Considerations include an over-estimate of the size of the effect of brief interventions on drinking and in the primary analysis too, how long they last, doubts over whether such research-derived estimates apply to routine practice, and uncertainty over whether continued payments and training or support would sustain screening and brief intervention activity, all magnified by the fact that the practitioners in the study were particularly motivated to respond to drinking. Omitted from the calculations were the costs of checking screening and intervention volume and quality to substantiate eligibility for payments, and the value of what else might have been done with the time devoted to alcohol-related training, screening and intervention. The projected healthcare savings which largely generated the cost-effectiveness findings were not based on reports from the patients themselves but assumed drinking reductions and consequent savings, yet across all relevant studies, increased intervention rates promoted by strategies such as those tested in the study have not been shown to have significantly affected drinking. Findings of raised screening, brief intervention and population intervention rates for some of the strategies would have been aided by the unexplained steep fall in these rates in the control units which provided the benchmark against which the strategies were compared, findings which fed into the cost-effectiveness estimates. Of concern too is that these estimates were based on an outcome (the proportion of all adult consultations with participating clinicians which resulted in a patient screening positive and being given brief advice) which was not specified in advance, opening the door to selecting an outcome which cast the implementation strategies in the best light. These considerations are expanded in the supplementary text: click to unfold Unfold supplementary text.
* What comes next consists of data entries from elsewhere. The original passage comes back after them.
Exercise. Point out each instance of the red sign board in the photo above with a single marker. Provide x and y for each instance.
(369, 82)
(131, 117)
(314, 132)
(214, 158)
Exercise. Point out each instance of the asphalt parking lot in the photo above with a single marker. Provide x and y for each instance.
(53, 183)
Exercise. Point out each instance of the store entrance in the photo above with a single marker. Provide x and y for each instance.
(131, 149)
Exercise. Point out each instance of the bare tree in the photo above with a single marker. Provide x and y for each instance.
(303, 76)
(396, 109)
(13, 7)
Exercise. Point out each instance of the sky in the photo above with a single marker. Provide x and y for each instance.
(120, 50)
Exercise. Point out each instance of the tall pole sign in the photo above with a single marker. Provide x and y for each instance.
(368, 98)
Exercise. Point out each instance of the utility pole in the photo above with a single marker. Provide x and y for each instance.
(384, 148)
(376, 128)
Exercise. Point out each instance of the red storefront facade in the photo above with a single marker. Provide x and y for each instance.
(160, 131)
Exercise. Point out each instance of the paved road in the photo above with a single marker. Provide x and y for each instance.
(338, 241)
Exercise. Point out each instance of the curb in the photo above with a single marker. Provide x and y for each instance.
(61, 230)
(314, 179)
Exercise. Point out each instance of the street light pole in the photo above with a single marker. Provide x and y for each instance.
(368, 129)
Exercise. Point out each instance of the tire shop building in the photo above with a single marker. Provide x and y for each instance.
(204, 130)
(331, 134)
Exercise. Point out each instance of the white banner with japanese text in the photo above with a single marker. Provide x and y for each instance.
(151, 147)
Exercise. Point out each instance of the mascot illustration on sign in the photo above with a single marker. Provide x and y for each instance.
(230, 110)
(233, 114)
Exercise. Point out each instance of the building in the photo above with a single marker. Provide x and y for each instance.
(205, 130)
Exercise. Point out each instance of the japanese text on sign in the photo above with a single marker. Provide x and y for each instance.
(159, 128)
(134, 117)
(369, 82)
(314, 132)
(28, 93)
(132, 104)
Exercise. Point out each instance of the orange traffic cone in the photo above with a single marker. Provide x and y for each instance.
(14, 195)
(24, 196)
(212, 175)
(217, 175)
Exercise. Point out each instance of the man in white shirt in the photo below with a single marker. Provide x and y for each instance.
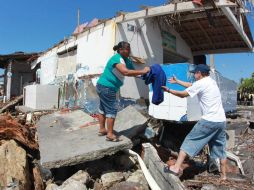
(211, 128)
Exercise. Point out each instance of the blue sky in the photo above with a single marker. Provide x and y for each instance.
(35, 25)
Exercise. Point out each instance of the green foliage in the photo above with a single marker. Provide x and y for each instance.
(247, 85)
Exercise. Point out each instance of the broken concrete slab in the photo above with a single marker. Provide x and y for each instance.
(230, 134)
(25, 109)
(14, 168)
(130, 122)
(71, 138)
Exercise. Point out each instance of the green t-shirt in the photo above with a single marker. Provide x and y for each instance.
(111, 77)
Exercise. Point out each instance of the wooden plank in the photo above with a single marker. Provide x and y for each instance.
(170, 9)
(228, 50)
(205, 33)
(156, 168)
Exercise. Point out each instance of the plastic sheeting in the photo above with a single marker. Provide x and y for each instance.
(77, 93)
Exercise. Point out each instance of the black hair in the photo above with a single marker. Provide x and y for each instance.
(121, 44)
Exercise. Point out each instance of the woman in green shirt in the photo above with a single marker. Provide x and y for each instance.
(118, 66)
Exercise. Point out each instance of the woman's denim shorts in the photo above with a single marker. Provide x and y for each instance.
(108, 101)
(206, 132)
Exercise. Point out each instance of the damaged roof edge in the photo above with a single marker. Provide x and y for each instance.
(171, 9)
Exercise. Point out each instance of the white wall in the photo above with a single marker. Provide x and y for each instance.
(145, 43)
(48, 66)
(95, 47)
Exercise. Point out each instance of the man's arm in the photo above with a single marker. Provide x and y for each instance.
(181, 94)
(177, 81)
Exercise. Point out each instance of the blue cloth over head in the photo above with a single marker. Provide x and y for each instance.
(158, 78)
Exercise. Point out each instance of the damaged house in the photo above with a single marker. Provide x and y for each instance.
(18, 72)
(172, 35)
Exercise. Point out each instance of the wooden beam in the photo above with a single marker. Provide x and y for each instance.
(205, 33)
(219, 51)
(231, 17)
(170, 9)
Incentives work – but are they ethical?

Studies reviewed in the Effectiveness Bank indicate that without material or reputational and possibly career-affecting sanctions/incentives, implementation drives based on educating, persuading and supporting practitioners have reached just a minority of the intended patients. Strong sanctions and incentives can generate the desired activity, but may be costly and tempt services and practitioners to short-change quality and ‘game’ the system.
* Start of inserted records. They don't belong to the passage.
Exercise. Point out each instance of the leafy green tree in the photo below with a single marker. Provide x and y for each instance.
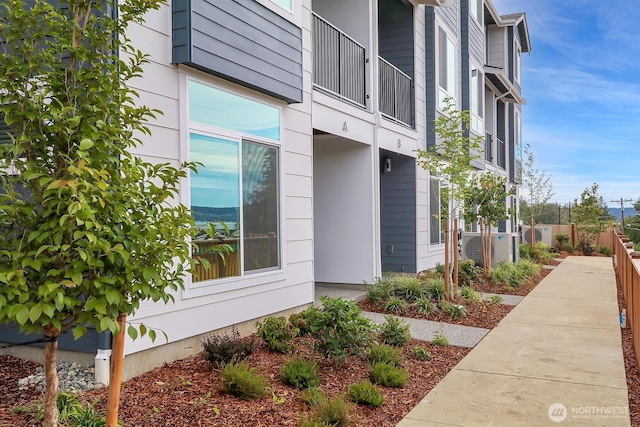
(590, 215)
(88, 229)
(450, 160)
(537, 187)
(487, 204)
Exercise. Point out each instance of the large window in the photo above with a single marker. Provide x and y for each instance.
(476, 89)
(446, 67)
(235, 191)
(436, 222)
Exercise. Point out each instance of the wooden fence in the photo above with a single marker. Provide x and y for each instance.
(604, 239)
(627, 264)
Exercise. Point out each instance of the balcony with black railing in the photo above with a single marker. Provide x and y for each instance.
(338, 63)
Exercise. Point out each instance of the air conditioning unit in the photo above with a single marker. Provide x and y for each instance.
(542, 234)
(501, 247)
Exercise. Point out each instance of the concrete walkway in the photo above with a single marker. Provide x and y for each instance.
(555, 359)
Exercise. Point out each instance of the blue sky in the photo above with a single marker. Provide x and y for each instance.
(582, 86)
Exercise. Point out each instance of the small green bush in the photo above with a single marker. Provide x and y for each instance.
(224, 348)
(382, 353)
(299, 321)
(421, 352)
(394, 331)
(242, 381)
(379, 291)
(469, 273)
(396, 305)
(340, 329)
(423, 305)
(277, 333)
(440, 339)
(407, 287)
(388, 376)
(330, 412)
(471, 295)
(300, 374)
(455, 311)
(435, 288)
(494, 300)
(312, 396)
(366, 393)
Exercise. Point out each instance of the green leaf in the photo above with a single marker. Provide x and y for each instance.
(132, 332)
(35, 312)
(22, 315)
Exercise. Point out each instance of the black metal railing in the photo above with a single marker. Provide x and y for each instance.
(338, 62)
(395, 92)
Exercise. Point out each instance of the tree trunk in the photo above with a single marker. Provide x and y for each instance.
(455, 258)
(447, 273)
(115, 374)
(51, 377)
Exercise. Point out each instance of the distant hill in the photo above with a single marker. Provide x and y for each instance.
(628, 212)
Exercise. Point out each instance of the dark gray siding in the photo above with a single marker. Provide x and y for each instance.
(87, 344)
(396, 43)
(430, 73)
(241, 41)
(398, 213)
(512, 139)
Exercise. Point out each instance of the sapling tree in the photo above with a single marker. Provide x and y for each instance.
(487, 204)
(450, 160)
(537, 188)
(88, 229)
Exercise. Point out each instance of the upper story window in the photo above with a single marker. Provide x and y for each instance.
(476, 9)
(446, 67)
(236, 190)
(517, 63)
(476, 89)
(518, 135)
(286, 4)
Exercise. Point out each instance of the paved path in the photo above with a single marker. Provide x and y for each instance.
(556, 359)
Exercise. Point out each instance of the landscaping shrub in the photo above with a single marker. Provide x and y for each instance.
(396, 305)
(435, 288)
(312, 396)
(379, 291)
(440, 339)
(242, 381)
(329, 412)
(224, 348)
(455, 311)
(469, 273)
(388, 376)
(299, 321)
(394, 331)
(421, 352)
(470, 295)
(366, 393)
(382, 353)
(300, 374)
(277, 333)
(423, 305)
(340, 329)
(408, 288)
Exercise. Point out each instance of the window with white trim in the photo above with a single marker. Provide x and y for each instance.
(235, 140)
(476, 95)
(446, 67)
(518, 135)
(436, 222)
(476, 9)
In the cost-effectiveness sub-study ODHIN researchers referred to ethical questions surrounding financial incentives to healthcare practitioners. Writing in the British Journal of General Practice, Dr Graham Kramer expressed the following about the implications of rewarding practices for the delivery of high quality care (in this case under the UK’s Quality and Outcomes Framework):

“I had worried that, by being paid to implement evidence-based guidelines, my work would become a restricted, target-driven exercise that shifted the balance of my consultations to a doctor and disease-centred agenda. I had been concerned that this created conflicts of interest and how that might undermine, not only trust by my patients in me as a doctor, but also the trustworthiness of the profession. I worried that in some domains I was taking money to engage in work that I felt had limited value for my patients, money that could possibly be spent in more useful areas. Was I colluding in a wholesale folly of medical practice and worse still, why wasn’t I doing anything about it? Had my mouth been effectively ‘stuffed with gold’?”

The Alcohol Treatment Matrix in the Effectiveness Bank (see cell E1) discusses incentives, including whether financial incentives divert clinical practice in the intended direction at the risk of distorting record-keeping and practice overall, and confirming to staff that alcohol screening and brief interventions are not their core business.